Im Appenzell dürfen Zombies nicht sterben

Eine Amtsposse der besonderen Art oder wie sich Handelsregisterführer Daniel Kobler mit einem St. Galler Treuhänder duelliert. Inside Justiz berichtete kürzlich über eine Zombiefirma, die seit Januar 2024 erfolglos versucht, mittels Bilanzdeponierung nach Art. 725 ff. OR die Konkurseröffnung zu erreichen.

Die illiquide Zombiefirma existiert noch heute; offenbar gilt die hoffnungslos überschuldete Kleinstfirma für die Appenzeller Behörden als «systemrelevant» und darf nicht in Konkurs gehen. Der Fall ist derzeit unter dem Aktenzeichen ERZ 24 20 beim Obergericht des Kantons Appenzell Ausserrhoden anhängig.

Ein Nebenschauplatz tut sich auf – oder eine Amtsposse der besonderen Art! Am 23. April 2024 stellt der Handelsregisterführer Daniel Kobler einen Organisationsmangel fest und – oh Wunder – dass die Gesellschaft «über keine verwertbaren Aktiven mehr verfügt und keine Geschäftstätigkeit mehr ausübt».

Verschnupfter Kobler

Der Handelsregisterführer Daniel Kobler (im grossen Bild ganz rechts) stellt also salopp etwas fest, was die Einzelrichterin Caroline Nordin-Lüssi (Kantonsgericht AR) in ihrem Urteil vom 5. März 2024 ganz anders beurteilt hat. Interessant ist nun die Kommunikation zwischen einem St. Galler Treuhänder und dem Handelsregisterführer Daniel Kobler über das Fortführungsinteresse der Gesellschaft.
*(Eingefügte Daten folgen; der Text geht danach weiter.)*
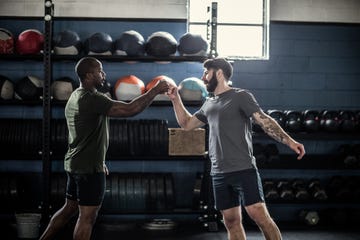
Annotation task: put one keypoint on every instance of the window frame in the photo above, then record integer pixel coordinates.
(212, 27)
Auf Anfrage teilt der beauftragte Treuhänder, Marcel Wieser von der WIPA Treuhand AG (St. Gallen), unter Beilage einer Mitteilung des Obergerichts Appenzell Ausserrhoden zur Frage des Fortführungsinteresses der Gesellschaft per E-Mail mit: „Das Interesse der Gesellschaft besteht nur noch darin, über den Beschwerdeentscheid des Obergerichts Appenzell Ausserrhoden die Konkurseröffnung zu erwirken.

Man könnte meinen, die Botschaft des Treuhänder sei für Daniel Kobler klar genug gewesen, doch weit gefehlt. Innerhalb von 30 Minuten antwortet Daniel Kobler sichtlich verärgert: «Wie in unserem Schreiben vom 23. April 2024 ausgeführt, ist ein allfälliges Interesse an der Aufrechterhaltung des Handelsregistereintrages schriftlich geltend zu machen. Ihre Eingabe erfüllt weder das Formerfordernis der Schriftlichkeit noch enthält sie ein ausdrückliches Interesse an der Aufrechterhaltung des Handelsregistereintrages. Sollte daher innert der mit eingeschriebenem Brief vom 23. April 2024 angesetzten Frist keine entsprechende Erklärung der Gesellschaft bei uns eintreffen, werden wir das Verfahren wie in diesem Schreiben dargelegt weiterführen.»

Schriftlich und per Post

Der Treuhänder anwortet auf die Nachricht von Daniel Kobler wie folgt: „Bezugnehmend auf Ihre Nachricht werde ich mein vorheriges E-Mail ausdrucken, darauf schreiben, dass wir „ausdrücklich interessiert“ sind, und Ihnen das Ganze per „A-Post“+ nach Herisau in Ihr Büro senden.“

Der Treuhänder weist zu Recht darauf hin, dass Art. 934 OR keinen Hinweis darauf enthält, in welcher Form die Mitteilung des „Interesses an der Erhaltung der Gesellschaft“ zu erfolgen hat. Weder im Gesetz noch in der Handelsregisterverordnung (Art. 152 und 153) steht, dass das Interesse „ausdrücklich“ sein muss. Man darf gespannt sein, wie das Amtstheater und übrigens auch das weitere Schicksal der Zombie-Gesellschaft ausgehen wird.

EGMR – Die Schweiz unter Anklage

Die WIPA Treuhand AG vertritt den Steuerstraffall einer steuerpflichtigen Gesellschaft vor dem EGMR unter der Fallnummer 41338/23. Damit wurde erstmals ein Steuerstraffall zum Thema «ASU/besondere Untersuchung nach Art. 190ff DBG» vom EGMR angenommen und ein Verfahren gegen die Schweiz eröffnet. Inside Justiz berichtete über den Fall und wird die weitere Entwicklung verfolgen. Wieser vertritt regelmässig Mandanten in Steuerstreitigkeiten gegenüber Behörden und Gerichten.